At over 1400 years old, Jameh Mosque of Fahraj still stands tall in a township of the same name in Yazd province, central Iran.
Some archeologists believe that the mosque is the oldest surviving Islamic structure in the country, erected following the conquest of Persia (637–651) by Muslims that put an end to the mighty Sassanian (Sassanid) Empire.
The Jameh Mosque of Fahraj primarily consists of an internal courtyard, vaulted sanctuary and arcades, and a clay minaret which are essentially built of sun-dried, unfired clay tiles and mud bricks.
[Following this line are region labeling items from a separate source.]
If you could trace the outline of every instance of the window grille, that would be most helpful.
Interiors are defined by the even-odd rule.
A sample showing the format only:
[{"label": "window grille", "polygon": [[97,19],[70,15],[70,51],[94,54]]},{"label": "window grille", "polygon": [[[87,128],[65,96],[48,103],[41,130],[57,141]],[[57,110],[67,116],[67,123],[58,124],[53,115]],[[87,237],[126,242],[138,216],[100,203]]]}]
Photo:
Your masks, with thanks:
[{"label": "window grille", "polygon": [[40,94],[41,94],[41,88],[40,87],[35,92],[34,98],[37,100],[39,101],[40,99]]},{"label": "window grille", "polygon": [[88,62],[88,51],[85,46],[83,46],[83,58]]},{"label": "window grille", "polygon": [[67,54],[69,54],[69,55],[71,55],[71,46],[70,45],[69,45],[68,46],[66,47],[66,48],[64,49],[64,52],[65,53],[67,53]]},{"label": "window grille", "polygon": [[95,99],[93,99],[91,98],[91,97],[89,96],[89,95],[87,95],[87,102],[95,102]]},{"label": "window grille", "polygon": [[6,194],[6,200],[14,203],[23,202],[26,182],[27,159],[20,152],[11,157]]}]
The minarets were added to the mosque later as a lighthouse for caravans around 400 years ago. It features a tapering cylinder with an internal spiral staircase.
Its modest internal courtyard is lined with clay tiles and contains a now dry central ablution tank. The internal facades are near symmetrical and consist of three arched bays defined by thick piers, partly relieved by vertical niches, according to the Islamic Architecture Community.
In the surrounding area, there are a crumbling castle, a hammam (bathhouse) and an ab-anbar (water reservoir) with four badgirs (wind tower or ventilation shaft) used to catch breezes and funnel them down into a building to cool it.
The term jameh mosque (or masjid Jami) or collective mosque is referred to a large center of community worship and a site for Friday prayer services in Islamic countries.